For those of us growing up in middle-class America, the period of twenty years after World War II was an anomaly. The world of "Father Knows Best" and "Donna Reed" and "The Nelsons" was a world where change was incremental and predictable. Cars would get bigger and faster, and highways would be built to accommodate them. Airliners would get bigger and faster, and airports would be expanded to accommodate them. When in the 1950s, General Electric proclaimed, "Progress is our most important product," they meant steady, incremental, predictable progress. The original Tomorrowland in Disneyland -- both the themepark and the television show -- was a friendly, familiar place, a way of life you could easily extrapolate from the world you lived in.
We came to presume that such a level of social, economic, political and technological stability was the norm. As the pace of change has accelerated in recent years, we have had to scramble to cope. And we have come to believe that our situation is unique -- that we are being forced to face more rapid change and more difficult changes than previous generations.
But read Mark Twin's Life on the Mississippi and consider how rapidly the Mississippi steamboat industry rose and fell. Check on the Pony Express which only lasted 17 months before new technology made it obsolete. Read panoramic novels set in the 19th or the early 20th century, and see the world transformed again and again by technology or war or depression.
Rapid and unpredictable change is the norm. Future shock was a shock to those of my generation because we had the luxury of growing up in a time of extraordinary stability and came to expect that similar conditions would continue for the foreseeable future.
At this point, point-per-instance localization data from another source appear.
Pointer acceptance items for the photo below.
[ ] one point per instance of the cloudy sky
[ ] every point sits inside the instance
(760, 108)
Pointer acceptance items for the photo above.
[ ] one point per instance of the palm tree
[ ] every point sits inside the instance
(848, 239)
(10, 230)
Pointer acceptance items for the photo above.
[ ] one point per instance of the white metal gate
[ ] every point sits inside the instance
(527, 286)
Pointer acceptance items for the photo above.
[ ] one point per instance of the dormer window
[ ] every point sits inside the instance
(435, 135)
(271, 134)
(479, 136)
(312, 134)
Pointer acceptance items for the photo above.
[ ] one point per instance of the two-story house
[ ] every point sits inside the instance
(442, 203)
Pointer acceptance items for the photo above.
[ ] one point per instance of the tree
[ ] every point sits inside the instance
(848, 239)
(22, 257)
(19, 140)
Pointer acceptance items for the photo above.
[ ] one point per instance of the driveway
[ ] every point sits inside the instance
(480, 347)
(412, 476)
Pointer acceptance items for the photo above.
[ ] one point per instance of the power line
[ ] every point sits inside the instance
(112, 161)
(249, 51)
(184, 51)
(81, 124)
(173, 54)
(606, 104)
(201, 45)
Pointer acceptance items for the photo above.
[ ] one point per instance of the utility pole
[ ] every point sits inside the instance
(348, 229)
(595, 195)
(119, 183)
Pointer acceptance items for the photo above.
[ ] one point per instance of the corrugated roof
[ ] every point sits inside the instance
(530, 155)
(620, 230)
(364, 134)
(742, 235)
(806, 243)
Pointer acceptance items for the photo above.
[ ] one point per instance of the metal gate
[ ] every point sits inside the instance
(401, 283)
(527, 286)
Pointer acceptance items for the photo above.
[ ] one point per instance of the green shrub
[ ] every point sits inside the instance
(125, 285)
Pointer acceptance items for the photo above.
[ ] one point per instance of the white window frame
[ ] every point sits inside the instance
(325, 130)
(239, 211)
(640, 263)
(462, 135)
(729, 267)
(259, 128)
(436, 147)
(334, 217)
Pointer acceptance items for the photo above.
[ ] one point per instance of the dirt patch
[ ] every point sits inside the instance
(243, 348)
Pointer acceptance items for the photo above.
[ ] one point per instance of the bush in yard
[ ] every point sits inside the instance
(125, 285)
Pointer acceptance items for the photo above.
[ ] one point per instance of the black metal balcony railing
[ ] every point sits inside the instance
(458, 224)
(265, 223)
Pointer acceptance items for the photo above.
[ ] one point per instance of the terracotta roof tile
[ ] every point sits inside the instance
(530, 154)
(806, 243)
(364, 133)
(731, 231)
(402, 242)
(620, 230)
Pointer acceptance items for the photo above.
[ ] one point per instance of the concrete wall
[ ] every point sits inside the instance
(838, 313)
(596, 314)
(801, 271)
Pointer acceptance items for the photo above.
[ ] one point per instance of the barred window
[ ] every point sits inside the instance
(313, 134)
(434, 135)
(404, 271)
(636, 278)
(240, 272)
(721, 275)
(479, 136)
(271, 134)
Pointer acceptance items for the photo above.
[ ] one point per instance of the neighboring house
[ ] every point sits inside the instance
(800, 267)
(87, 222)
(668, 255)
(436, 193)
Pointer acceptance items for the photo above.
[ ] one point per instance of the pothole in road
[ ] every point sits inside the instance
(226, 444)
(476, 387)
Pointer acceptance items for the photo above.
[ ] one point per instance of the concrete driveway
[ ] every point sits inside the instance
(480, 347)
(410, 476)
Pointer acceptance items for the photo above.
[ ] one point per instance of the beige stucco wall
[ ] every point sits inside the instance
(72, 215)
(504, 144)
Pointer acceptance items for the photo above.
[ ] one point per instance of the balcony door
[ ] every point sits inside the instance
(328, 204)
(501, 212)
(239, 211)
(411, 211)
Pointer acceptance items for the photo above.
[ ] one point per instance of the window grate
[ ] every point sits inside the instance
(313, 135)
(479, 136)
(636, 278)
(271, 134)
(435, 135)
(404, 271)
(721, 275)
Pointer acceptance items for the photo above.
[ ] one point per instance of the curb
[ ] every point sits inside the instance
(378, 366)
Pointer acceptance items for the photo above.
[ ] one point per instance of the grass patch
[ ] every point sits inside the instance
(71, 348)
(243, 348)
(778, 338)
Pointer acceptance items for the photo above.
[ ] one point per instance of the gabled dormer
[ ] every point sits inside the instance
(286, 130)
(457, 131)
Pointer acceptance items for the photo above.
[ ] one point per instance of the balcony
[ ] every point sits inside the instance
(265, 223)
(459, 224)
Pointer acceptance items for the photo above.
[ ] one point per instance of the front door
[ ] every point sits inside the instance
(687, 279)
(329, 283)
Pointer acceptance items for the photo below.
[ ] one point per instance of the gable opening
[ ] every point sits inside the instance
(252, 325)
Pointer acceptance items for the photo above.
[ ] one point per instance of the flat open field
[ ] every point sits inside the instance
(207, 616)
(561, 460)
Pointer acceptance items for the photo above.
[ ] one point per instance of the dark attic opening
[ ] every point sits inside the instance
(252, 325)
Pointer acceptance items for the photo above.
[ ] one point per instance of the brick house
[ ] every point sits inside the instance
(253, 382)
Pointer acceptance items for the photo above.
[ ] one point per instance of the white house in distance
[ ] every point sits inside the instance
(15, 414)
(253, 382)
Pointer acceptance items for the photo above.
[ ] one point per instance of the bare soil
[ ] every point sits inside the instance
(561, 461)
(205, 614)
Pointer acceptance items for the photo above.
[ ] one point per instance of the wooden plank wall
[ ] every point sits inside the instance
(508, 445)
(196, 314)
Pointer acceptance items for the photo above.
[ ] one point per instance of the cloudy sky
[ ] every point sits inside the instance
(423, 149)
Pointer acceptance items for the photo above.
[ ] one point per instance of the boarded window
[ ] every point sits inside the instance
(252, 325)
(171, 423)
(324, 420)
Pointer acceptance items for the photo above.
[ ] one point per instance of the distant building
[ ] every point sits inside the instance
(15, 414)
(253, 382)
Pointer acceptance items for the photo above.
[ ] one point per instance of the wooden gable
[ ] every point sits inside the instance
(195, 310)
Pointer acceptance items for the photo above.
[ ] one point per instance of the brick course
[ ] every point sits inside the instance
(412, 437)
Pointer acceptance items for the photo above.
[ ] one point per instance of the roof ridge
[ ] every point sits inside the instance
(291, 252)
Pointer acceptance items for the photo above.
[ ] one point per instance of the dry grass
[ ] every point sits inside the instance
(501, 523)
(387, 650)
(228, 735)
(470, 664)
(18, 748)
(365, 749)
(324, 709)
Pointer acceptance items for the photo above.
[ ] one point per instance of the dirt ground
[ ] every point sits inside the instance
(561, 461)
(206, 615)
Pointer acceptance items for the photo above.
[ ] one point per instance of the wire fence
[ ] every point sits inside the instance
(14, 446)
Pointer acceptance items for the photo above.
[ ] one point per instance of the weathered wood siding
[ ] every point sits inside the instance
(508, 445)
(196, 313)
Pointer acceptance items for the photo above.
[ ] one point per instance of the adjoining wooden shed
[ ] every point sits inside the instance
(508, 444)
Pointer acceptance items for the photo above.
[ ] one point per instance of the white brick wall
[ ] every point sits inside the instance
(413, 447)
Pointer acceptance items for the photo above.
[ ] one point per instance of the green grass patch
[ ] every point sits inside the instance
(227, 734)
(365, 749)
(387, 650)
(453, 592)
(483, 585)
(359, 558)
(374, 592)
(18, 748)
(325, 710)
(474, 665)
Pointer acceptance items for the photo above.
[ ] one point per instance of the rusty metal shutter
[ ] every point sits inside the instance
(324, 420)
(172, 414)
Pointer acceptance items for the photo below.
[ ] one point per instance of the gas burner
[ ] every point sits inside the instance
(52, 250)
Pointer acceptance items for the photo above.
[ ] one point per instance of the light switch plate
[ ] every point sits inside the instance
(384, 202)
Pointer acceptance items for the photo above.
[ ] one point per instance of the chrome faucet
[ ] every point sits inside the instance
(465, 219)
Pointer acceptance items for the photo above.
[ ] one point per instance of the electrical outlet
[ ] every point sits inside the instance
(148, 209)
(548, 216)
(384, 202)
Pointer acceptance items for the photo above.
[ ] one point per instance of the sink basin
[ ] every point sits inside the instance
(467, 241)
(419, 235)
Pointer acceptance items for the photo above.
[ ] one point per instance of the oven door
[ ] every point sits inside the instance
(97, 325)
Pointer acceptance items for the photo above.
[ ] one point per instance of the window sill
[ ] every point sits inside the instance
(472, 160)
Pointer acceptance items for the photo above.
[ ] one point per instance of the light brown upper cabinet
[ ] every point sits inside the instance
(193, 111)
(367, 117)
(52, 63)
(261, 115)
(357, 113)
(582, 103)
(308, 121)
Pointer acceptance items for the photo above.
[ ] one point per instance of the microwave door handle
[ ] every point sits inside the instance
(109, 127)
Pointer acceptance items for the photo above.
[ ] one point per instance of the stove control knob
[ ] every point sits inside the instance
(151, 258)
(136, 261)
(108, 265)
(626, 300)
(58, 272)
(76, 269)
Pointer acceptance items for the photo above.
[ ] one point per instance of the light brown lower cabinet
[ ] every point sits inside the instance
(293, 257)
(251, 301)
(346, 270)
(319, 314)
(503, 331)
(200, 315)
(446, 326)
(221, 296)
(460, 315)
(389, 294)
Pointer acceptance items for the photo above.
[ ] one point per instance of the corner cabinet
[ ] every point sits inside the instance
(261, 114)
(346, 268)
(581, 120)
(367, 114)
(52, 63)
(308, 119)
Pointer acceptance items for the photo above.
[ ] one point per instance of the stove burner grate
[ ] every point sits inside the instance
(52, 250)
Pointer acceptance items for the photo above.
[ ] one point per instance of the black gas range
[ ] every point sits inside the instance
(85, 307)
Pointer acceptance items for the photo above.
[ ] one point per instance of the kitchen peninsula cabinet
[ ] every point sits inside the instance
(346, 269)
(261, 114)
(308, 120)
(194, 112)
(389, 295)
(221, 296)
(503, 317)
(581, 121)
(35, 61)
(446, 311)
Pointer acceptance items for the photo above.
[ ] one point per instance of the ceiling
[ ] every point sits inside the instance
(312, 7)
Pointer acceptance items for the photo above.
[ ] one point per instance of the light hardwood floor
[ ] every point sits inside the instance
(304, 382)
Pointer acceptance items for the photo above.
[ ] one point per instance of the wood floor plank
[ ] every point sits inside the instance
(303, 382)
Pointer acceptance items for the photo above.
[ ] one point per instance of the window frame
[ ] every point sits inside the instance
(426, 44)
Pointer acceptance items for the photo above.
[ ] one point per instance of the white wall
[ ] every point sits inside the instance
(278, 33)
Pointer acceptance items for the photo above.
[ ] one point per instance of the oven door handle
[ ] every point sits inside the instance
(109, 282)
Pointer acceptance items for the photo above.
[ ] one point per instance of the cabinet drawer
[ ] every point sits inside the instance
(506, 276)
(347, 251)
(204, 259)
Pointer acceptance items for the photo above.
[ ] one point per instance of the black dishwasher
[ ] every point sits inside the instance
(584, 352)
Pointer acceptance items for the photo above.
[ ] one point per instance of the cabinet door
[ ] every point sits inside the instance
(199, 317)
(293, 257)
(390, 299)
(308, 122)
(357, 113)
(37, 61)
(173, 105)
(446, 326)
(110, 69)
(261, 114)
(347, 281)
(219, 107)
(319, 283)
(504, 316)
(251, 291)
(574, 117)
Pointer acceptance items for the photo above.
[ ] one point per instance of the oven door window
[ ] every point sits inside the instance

We didn't develop the skills and attitudes needed to deal with rapid change. We didn't learn to expect the unexpected, to anticipate the rise and fall of entire industries.
Now we live in a world where the growth opportunities are in industries like computers and biotech that barely existed when we were in college. And the basic skills expected in most any job today were not taught when we were in college.
What's happening on the Internet today is both a symptom of the times and an opportunity for many of us to learn, to grow, and to reinvent our lives in greater harmony with the times. This is not a dehumanizing technology, but rather one with the capacity to help us rehumanize life -- the chance for a fresh start.